Computation of structured stability radii for Dissipative-Hamiltonian systems

TL;DR

This paper develops explicit formulas for computing the structured stability radii of Dissipative Hamiltonian systems, demonstrating their robustness under structure-preserving perturbations through theoretical reformulations and numerical experiments.

Contribution

It introduces explicit formulas for stability radii of DH systems and reformulates the problem using Rayleigh quotients, enhancing understanding of their robustness.

Findings

Structured stability radii can be explicitly computed for DH systems.

DH systems exhibit greater robustness under structure-preserving perturbations.

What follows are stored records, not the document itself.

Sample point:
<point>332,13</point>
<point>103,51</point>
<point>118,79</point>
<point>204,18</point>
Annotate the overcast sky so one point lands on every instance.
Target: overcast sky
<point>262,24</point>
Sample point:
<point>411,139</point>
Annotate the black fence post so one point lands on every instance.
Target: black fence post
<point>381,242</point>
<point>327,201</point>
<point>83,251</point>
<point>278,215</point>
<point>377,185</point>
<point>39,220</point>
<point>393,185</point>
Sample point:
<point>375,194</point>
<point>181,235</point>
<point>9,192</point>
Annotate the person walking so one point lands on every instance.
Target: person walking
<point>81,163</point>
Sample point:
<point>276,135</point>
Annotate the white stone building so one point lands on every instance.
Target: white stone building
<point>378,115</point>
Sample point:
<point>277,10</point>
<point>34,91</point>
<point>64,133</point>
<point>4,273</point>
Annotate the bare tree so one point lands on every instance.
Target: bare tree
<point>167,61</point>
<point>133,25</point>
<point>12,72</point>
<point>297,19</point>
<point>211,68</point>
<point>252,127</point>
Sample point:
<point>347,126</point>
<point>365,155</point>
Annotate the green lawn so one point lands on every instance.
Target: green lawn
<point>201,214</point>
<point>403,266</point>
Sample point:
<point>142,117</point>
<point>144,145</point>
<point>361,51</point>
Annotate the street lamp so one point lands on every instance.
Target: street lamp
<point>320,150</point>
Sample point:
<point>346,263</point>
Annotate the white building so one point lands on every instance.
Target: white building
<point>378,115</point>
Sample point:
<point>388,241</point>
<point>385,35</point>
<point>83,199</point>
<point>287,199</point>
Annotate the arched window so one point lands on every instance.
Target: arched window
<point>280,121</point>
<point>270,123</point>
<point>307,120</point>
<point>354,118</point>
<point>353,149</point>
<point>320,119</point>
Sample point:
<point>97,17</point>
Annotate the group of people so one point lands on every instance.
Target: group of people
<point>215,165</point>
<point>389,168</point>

Numerical experiments confirm the theoretical robustness advantages.

Abstract

We study linear time-invariant Dissipative Hamiltonian (DH) systems arising in energy-based modeling of dynamical systems. An advantage of DH systems is that they are always stable due to the structure of their coefficient matrices, and, under further weak conditions, even asymptotically stable. In this paper, we discuss the computation of the stability radii for a given asymptotically stable DH system; i.e., the smallest structured perturbation that puts a DH system on the boundary of the region of asymptotic stability, so that it has purely imaginary eigenvalues. We obtain explicit computable formulas for various structured stability radii. For this, the problem of computing stability radii is reformulated in terms of minimizing the Rayleigh quotient of a Hermitian matrix or the sum of two generalized Rayleigh quotients of Hermitian semidefinite matrices. This reformulation results in the problem of minimizing the largest eigenvalue of an eigenvector-dependent Hermitian matrix or minimizing the smallest eigenvalue of a Hermitian matrix which depends on the eigenvector. It is also demonstrated (via numerical experiments) that, under structure-preserving perturbations, the asymptotic stability of a DH system is much more robust than under general perturbations, since the distance to instability is typically much larger when structure-preserving perturbations are considered. Finally, similar results are obtained for optimally robust representations of stable systems.